Todos, um dia, já foram crianças e, certamente, lembram dos bons tempos de brincadeiras e alegrias. Todos lembram e ainda carregam em algum lugar dentro de si a inocência, a pureza e a certeza de que o bem deve ser praticado e o mal, combatido. Eu, particularmente, tenho sempre em mente aqueles dias em que, quando criança, confiava na outra sem hesitação. Não havia mal, apenas peraltices.
Infelizmente, não permanecemos crianças para sempre. Crescemos e viramos adultos. Como diz o dito popular, “caímos na real”. No entanto, de alguma forma, aquela alma de criança, a inocência e o desejo de brincadeira nos acompanham vida afora. Da mesma maneira, ficam o senso de justiça e a esperança de ver o mundo como um lugar melhor, tal como aprendemos com nossos heróis, pais e mães. E quanto aos vilões? Assim como no cinema, no enredo da vida os vilões também nunca saem de cena e sempre aparecem para atacar e tentar ferir. São maus.
A greve deflagrada na Bahia é uma guerra da bondade contra a maldade e o episódio me faz lembrar uma lição posta na trama do Homem-Aranha. O tio Ben diz ao sobrinho Peter Parker: quanto maior o poder de um homem, maior é a sua responsabilidade sobre os outros. Este é um princípio moral e político que tem sido negligenciado pelos representantes do executivo, legislativo e (pasmem!) pelo judiciário do estado da Bahia (TJ). Uma lei agressiva, autoritária e sem precedentes (Lei 12.578/12), aprovada pelo legislativo baiano e o não cumprimento da Lei do Piso da Educação (22,22%), encaminhada pelo governo federal afetam não apenas professores, mas a sociedade como um todo. Vivemos uma situação drástica! Por isso a greve.

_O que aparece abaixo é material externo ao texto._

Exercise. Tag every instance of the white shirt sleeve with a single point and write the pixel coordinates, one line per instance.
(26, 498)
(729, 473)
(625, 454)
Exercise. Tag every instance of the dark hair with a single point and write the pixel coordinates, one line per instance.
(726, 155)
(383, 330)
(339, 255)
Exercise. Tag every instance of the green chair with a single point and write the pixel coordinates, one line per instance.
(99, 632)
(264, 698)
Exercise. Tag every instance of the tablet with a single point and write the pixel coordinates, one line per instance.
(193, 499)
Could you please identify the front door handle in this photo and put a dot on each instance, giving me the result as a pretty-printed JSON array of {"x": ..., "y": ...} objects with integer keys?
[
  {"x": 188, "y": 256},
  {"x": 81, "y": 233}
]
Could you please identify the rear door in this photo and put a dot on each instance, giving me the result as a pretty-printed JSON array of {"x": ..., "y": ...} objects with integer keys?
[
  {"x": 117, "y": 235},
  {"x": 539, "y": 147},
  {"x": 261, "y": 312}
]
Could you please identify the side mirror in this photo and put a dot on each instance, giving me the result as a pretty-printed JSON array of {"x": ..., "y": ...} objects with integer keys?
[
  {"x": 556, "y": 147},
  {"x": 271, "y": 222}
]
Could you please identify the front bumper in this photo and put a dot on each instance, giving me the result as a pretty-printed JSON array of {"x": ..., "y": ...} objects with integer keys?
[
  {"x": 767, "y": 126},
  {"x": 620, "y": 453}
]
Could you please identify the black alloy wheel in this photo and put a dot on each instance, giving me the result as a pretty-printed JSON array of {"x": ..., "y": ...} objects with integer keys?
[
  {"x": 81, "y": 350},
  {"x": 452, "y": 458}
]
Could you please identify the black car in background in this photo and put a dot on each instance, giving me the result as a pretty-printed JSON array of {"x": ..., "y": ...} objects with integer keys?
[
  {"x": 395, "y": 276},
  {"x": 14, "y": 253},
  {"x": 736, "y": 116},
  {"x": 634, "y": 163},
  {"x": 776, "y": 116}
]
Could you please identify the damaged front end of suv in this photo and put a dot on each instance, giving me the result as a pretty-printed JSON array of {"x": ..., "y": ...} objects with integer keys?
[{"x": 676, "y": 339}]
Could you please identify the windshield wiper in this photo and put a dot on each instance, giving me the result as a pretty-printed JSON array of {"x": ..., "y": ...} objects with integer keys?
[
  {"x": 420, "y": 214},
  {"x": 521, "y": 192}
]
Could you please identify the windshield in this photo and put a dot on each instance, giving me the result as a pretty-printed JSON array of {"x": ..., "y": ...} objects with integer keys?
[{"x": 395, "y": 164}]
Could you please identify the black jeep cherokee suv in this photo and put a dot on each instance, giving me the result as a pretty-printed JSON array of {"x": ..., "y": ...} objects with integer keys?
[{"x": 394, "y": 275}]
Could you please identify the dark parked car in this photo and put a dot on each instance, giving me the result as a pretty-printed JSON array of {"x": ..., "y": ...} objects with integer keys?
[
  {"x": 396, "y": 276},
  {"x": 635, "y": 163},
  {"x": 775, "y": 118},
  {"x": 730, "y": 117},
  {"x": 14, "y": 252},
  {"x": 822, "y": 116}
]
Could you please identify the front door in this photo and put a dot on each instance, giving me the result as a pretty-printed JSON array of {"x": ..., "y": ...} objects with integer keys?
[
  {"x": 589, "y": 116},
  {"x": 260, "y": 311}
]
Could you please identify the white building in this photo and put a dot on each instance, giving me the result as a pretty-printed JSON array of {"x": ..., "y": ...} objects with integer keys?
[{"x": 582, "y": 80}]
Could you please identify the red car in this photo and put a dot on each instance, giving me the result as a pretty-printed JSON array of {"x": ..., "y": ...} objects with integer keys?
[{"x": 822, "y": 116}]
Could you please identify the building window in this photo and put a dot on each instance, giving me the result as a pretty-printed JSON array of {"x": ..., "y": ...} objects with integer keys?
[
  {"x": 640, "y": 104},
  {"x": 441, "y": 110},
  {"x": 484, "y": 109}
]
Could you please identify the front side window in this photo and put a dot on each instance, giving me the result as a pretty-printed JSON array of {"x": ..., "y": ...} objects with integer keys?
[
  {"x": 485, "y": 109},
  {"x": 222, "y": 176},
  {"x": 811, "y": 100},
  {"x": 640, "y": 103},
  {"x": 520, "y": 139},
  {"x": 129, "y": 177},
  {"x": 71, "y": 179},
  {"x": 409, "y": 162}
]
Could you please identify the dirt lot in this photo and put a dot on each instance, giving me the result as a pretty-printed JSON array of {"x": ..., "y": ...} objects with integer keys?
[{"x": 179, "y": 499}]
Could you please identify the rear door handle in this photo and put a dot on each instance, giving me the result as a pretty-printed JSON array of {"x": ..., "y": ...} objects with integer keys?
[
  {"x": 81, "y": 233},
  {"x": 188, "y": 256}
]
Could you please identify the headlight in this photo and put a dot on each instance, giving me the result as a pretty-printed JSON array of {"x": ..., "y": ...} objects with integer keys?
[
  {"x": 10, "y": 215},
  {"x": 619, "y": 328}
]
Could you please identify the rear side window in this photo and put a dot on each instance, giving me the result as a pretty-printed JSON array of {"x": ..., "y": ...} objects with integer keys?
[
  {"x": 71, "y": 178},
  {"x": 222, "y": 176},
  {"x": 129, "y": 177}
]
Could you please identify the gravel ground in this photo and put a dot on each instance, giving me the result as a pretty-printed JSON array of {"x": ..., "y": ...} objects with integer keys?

Onde está o herói para nos salvar? Somos apenas professores com almas de crianças, lutando para que o ataque do mal não abra feridas profundas. Na greve, atuamos como escudos protetores, defendendo um golpe que atinge de forma pungente todo o conjunto da sociedade, principalmente o seu futuro. Será que somos os heróis?! Não sei ao certo. O que sei é que lutamos como o Homem-Aranha, para que nossas crianças e adultos continuem sonhando com um mundo melhor e com um futuro radioso. Lutamos, principalmente, para preservar A CRIANÇA que insistimos em carregar no interior das nossas heroicas almas.
Pra finalizar sem final feliz, mas com esperança, cito um filósofo-professor chamando Friedrich Nietzsche quando previne: “Cuidado para que no percurso da batalha não te tornes o monstro que combates”. Por acaso foi isso o que ocorreu com os saudosos defensores dos trabalhadores? No poder, no entanto derrotados por seus monstros, agora investem contra os seus. Saberão como sabia o filósofo-professor Immanuel Kant que “a inumanidade que se causa a um outro, destrói a humanidade em mim”?
Ainda há tempo, governantes: encurralem seus vilões interiores, matem o monstro! Resgatem suas crianças interiores, sejam heróis! Ou não tarda e nós já seremos os HERÓIS.
Profº Caio César. Sociólogo. Mestre em Linguagens e Práticas Sociais. Graças aos sacrifícios dos pais, professores e heróis, como também às oportunidades oferecidas pelo ensino público que precisa ser de qualidade. Não é fácil se educar no Brasil, mas é possível.